Known as the highest, driest and oldest desert of its kind on the planet, the 128,000km2 expanse, lodged between the Bolivian, Peruvian and Argentine borders, sits on a Chilean plateau (2400m high, with some points of interest pushing past 5000m) that runs parallel to the western Pacific coast and up to the barren foothills of the Andes mountain range. This location gives the area the unique conditions that have sculpted the landscape into a magical setting interspersed by sand dunes, volcanoes, salt flats, geysers, canyons, oases and lagoons. Delicate Vicuñas, once almost extinct, roam free in Atacama, as do their coarser-coated Llama cousins (known for bad teeth and spitting) and a vast selection of birds. Flamingos land to feed in shallow waters on miniscule creatures and algae that give the spindly-legged birds’ otherwise grey feathers their iconic pink. The region is also home to ancient petroglyphs, well-preserved mummies, old mining villages, and a vibrant local culture passed on through generations of Altiplano settlers.
There are countless excursions in remarkable settings to partake in around the region, from high altitude and volcano treks to bike and horseback explorations, so hefty day-trip menus are available. Despite the degree of one’s enthusiasm for isolated leisurely or extreme expeditions, travellers cross paths in the quaint ancient trading town of San Pedro de Atacama, where most properties are located, if not a stone’s throw away. A handful of high-end properties successfully unite the best of outdoor experiences with beautiful architecture, interiors and services that rarely leave even the most demanding travellers’ creature-comfort urges unattended.
Ten private thatched-roof adobe suites are part of the Relais & Châteaux property Awasi, located in San Pedro. Each suite is assigned a private guide and 4WD, so it’s easy to explore at one’s own pace, accounting for altitude acclimatisation and flexibility when opting on when and how to visit popular sites like the crackling Atacama salt flats, the Tatio Geysers geothermal field (in the very gelid early hours of the morning) and Laguna Cejar, which especially if cycled to, is a gratifying and bracing opportunity for a plunge-and-float in high density salty waters.

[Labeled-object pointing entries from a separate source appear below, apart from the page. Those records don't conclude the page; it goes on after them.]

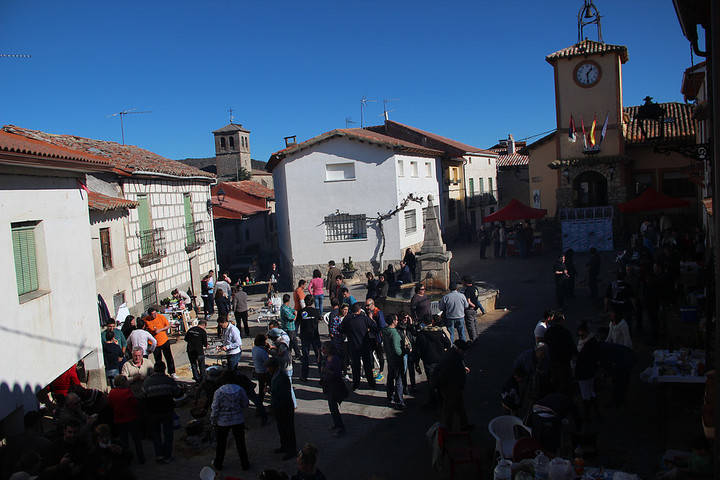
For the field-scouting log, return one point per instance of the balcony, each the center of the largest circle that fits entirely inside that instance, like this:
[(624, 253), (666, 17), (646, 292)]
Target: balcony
[(152, 246), (482, 199), (194, 236)]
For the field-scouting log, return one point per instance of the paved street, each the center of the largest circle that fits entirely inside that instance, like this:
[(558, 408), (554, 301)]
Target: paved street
[(389, 444)]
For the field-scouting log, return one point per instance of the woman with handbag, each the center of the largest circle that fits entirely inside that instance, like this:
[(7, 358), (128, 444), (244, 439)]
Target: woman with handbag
[(333, 386)]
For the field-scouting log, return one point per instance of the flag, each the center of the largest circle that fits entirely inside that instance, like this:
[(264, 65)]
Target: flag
[(572, 133), (604, 130)]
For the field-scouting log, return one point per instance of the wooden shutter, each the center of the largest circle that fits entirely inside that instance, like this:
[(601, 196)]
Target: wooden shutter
[(24, 251)]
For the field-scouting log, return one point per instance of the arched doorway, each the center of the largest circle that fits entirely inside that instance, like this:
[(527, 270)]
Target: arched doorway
[(590, 189)]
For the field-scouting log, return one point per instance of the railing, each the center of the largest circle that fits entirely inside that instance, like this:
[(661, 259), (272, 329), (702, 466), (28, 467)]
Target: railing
[(152, 246), (194, 236), (483, 199)]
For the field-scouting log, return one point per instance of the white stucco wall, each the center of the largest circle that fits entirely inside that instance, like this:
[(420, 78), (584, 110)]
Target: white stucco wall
[(167, 211), (45, 336), (304, 197)]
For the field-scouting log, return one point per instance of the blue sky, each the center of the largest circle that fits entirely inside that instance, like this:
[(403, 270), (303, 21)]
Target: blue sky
[(471, 70)]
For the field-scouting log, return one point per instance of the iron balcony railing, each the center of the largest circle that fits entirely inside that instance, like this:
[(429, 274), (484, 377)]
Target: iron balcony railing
[(152, 246), (194, 236)]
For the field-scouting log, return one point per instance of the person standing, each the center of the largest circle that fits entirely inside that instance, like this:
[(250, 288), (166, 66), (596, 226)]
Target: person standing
[(231, 342), (240, 309), (226, 413), (283, 408), (359, 330), (393, 350), (450, 379), (333, 385), (309, 337), (471, 293), (453, 305), (158, 325), (196, 340), (160, 392), (316, 290)]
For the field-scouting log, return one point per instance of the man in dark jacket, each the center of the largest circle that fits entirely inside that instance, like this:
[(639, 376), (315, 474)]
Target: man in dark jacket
[(309, 336), (359, 329), (283, 408), (450, 381)]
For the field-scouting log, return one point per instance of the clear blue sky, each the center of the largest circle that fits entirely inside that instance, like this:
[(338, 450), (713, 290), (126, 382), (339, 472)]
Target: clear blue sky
[(471, 70)]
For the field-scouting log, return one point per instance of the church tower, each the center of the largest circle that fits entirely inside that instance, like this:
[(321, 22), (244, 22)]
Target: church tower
[(232, 151)]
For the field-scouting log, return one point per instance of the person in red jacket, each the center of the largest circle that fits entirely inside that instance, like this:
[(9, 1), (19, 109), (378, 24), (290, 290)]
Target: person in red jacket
[(125, 415)]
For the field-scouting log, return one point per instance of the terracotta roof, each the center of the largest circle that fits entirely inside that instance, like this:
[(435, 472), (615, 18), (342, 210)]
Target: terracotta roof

The 17-hectare Explora property is a haven and an ode to conservation. It holds the largest private observatory of its kind in the country, stables and a glorious quincho (old vernacular mud hut and patio) perfect for barbecues and festive dining. The Puritama thermal springs that are to be declared a national reserve were acquired as part of Explora’s conservation efforts and are a pleasant destination for a walk from Guatin.
The old cattle corral remodelled by Chilean architects for Tierra Atacama stands as a delightful testament to the power of good interior and architectural design. All spaces are decked in furnishings and adornments made by local craftsmen, and the property embraces stunning views of the surroundings including the Licancabur volcano (peaks almost at 6000m): a privileged perspective from which to experience the Atacama sunsets that bathe the monumental and perfectly conical protrusion in a beautifully multi-hued palette. Some other worthy sunset locations overlook the otherworldly, and therefore aptly named, Moon Valley, as well as the Tebinquinche lagoon.
The oneiric and singular confluence of endemic natural and cultural manifestations in Atacama sits under one of the clearest stretches of sky accessible to man, unperturbed by climatic obstructions or light pollution. This uniquely pristine sky is why Atacama Large Millimetre Array (ALMA)–a group of high-precision antennas that collect information from the universe–is here and also why typical night-time activities include stargazing and brushing up on astronomical knowledge.
Nestled by the San Pedro river in the Catarpe valley, a perfect region for cycling and horseback riding by the striking terracotta bluff Pukara de Quitor, Alto Atacama was sustainably built in keeping with ancient local adobe construction traditions, so it blends nicely into the idyllic landscape. One of its unique assets is that it boasts the only open-air observatory in the region, with warm blankets and stretchers to lie on while you see the Milky Way at its best. During the day, a spot under a tree by one of the several plunge pools, looking out at the landscape while a gentle breeze breaks the midday heat, is perfect for a Pisco sour.
At every turn one gasps for air as another mesmerising scenery unfolds in the Atacama Desert. The dramatically contrasting landscapes en route to the Tara salt flats left me bemused, but it was during a trek in the rocky Cactus Valley, surrounded by tall pampas grass and cacti so old some were seven metres tall, that I knew I’d yearn for the grandeur and striking silence of this desert time and time again.